使役獣ハネオ
ダンテ家に寄ってケインの遺品を彼の妻に手渡し、ケインは立派に務めを果たし今は安らかに眠っていると伝えた。
今度生まれてくる時は、嫌らしい神の強制力から解放されて、今度こそ最期まで愛する者たちと幸せに暮らせるように。
天界の神の力に何処まで対抗出来るか分からないが、私はケインのために祈っている。
寄り道をしたので、最初に予定していたバードの休暇中には王宮には戻れず、使役獣との通信道具でハネオに「どうにかしておけ」と指示を出すトラブルはあったが、数日遅れで私とバードは無事お家に帰り着いた。
「お帰り! リュカ、魔王!」
初対面では鬱陶しく感じた明るい軽さが、なんだか嫌ではなくなっている。
私は帰路で人間界ご飯が好きなハネオ用に買って来たお土産を渡し、留守中の働きを労った。
「うぉっ! リュカの使役獣って待遇最高だな! 俺、リュカが地上にいる限り絶対天界に戻らねぇ!」
結構こき使ったし、無茶振りしたし、羽根も毟ったと思うんだが。
一体今までどういう労働環境で働いていたのだろう。
「ハネオ、天界に帰りたくないの?」
「全力で嫌だ」
「私が今請け負ってるのは、ハネオの監督なんだけど期間は言われてないんだ。

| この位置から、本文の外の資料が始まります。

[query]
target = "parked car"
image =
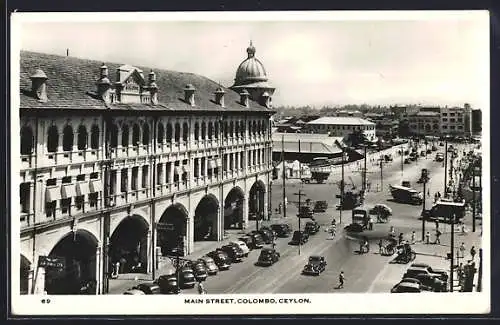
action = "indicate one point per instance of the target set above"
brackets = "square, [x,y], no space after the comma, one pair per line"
[315,265]
[443,273]
[134,292]
[305,212]
[187,278]
[268,256]
[149,288]
[312,227]
[282,230]
[257,240]
[247,240]
[199,270]
[168,284]
[221,259]
[234,253]
[209,263]
[320,206]
[406,287]
[242,246]
[299,237]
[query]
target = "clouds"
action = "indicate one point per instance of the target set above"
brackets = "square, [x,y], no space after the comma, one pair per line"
[442,61]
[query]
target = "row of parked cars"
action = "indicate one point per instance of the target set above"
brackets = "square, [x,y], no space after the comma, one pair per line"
[422,277]
[220,259]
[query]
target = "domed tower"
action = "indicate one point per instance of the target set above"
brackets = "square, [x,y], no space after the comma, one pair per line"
[251,76]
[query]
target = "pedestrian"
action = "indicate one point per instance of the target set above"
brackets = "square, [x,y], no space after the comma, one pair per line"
[341,280]
[400,238]
[472,252]
[462,250]
[438,234]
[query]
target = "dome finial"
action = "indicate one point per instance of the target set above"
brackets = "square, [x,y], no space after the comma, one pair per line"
[251,50]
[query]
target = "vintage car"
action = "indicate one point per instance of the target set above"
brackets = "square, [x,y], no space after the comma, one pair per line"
[186,277]
[315,265]
[168,284]
[244,248]
[210,265]
[312,227]
[282,230]
[406,287]
[299,238]
[268,256]
[149,288]
[221,259]
[320,206]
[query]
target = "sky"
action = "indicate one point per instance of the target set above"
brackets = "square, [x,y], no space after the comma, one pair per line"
[330,59]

いつまでなんだろう」
「じゃあ永遠てことで」
お土産の包みを開きながら、軽い調子でハネオは永遠を口にする。
「気軽に永遠とか言うな。悪徳業者からとんでもない契約させられるよ」
呆れて私が言うと、ハネオはケラケラ笑って肩を竦めた。
「だって俺もうリュカの使役獣だし。ハネオ以外の名前もいらねーし。だから、天界に捨て戻したりしねーで最期まで責任持って飼えよな」
どうやらハネオは完全にウチの子になりたいようだ。
バードを見ると、苦笑して頷いている。
意外とこの二人は仲が良いのかもしれない。
「じゃあ、このペンダントは私が持ったままでいいのかな」
「ああ。リュカ以外に持たせる気は無い。それ、こっち来る時に天界で神に寄越せとか言われたんだが、あんな神に何時でも俺にアクセス出来る手段なんか渡したくねーから無理矢理持って来たんだ」
多分それ、あの神的に反逆罪だよね。本気で天界に戻る気が無いのか。
というか、このペンダント、神が欲しがってた物か。すごく便利だとは思ってたけど、実はこれも天界ビックリ・アイテム?

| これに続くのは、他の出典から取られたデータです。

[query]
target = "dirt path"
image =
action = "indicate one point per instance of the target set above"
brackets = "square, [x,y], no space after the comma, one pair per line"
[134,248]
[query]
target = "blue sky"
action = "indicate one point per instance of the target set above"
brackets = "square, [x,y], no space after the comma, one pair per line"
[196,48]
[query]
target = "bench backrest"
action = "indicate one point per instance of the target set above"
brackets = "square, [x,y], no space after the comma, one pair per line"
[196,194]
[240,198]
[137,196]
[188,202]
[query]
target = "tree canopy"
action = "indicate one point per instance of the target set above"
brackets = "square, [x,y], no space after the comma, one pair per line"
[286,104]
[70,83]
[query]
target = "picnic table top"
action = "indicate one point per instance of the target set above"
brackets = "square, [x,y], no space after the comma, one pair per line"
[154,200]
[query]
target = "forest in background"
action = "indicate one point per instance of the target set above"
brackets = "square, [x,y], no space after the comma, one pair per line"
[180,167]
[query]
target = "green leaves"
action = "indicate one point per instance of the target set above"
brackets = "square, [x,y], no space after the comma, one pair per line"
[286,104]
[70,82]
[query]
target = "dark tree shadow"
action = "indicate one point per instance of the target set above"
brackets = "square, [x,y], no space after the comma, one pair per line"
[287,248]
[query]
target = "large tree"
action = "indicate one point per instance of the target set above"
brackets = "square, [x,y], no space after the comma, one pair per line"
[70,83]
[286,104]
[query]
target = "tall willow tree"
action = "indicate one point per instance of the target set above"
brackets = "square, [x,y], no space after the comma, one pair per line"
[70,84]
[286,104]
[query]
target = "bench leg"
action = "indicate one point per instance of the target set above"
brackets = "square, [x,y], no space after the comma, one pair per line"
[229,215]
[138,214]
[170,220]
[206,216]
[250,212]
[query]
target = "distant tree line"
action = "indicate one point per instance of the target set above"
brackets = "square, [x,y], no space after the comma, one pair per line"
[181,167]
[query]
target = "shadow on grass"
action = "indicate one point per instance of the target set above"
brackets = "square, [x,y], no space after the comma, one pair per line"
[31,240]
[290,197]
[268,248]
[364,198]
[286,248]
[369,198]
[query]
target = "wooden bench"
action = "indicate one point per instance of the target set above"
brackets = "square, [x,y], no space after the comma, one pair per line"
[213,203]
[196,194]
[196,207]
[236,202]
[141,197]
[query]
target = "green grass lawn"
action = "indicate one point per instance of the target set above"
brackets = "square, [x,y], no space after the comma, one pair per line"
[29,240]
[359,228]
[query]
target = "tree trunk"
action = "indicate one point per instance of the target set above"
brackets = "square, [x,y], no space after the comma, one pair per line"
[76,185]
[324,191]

「それさー、俺の欠片を結晶化した石なんだよな。それを持ってこっちに来たってことは、今、天界には俺は欠片も残ってねーってことで。俺はリュカの許可なく天界には行けねーの」
「石を返せば?」
「行けねーよ。俺、リュカの使役獣のハネオだから」
「石と何の関係が?」
謎かけのようなハネオの言い回しに要領を得ずにいると、バードが分かりやすく解説してくれた。

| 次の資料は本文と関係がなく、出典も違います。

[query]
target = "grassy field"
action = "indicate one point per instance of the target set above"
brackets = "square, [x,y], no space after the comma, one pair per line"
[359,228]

「ハネオの今の主は天界の神ではなくリュカなんだよ。ハネオは地上に送られる時から、あの神を見捨てる気でいたんだろうね。その石を渡すのは天使にとって命を懸けた忠誠の証。ハネオは命をリュカに預けたいんだ。命を預けた主の許可なく遠くになんて行けないでしょう?」
バードの解説を聞きながら、ハネオはウンウンと頷いている。やっぱりこの二人、仲が良い。
「ま、そうゆーワケだから。俺を前の飼い主の所に返そうなんて思うなよ?」
「あの神には私も思うところがあるし、そんなに嫌なら返さない」
「おー。末永くよろしくなー」
いちいち軽いが、ハネオは情報通だし有能だ。
このままずっと私の使役獣でいてくれたなら、正直かなり助かる。
ハネオをしっかりウチの子にするためにも、気は進まないが、やはり天界の神とは一度話さないとならないようだ。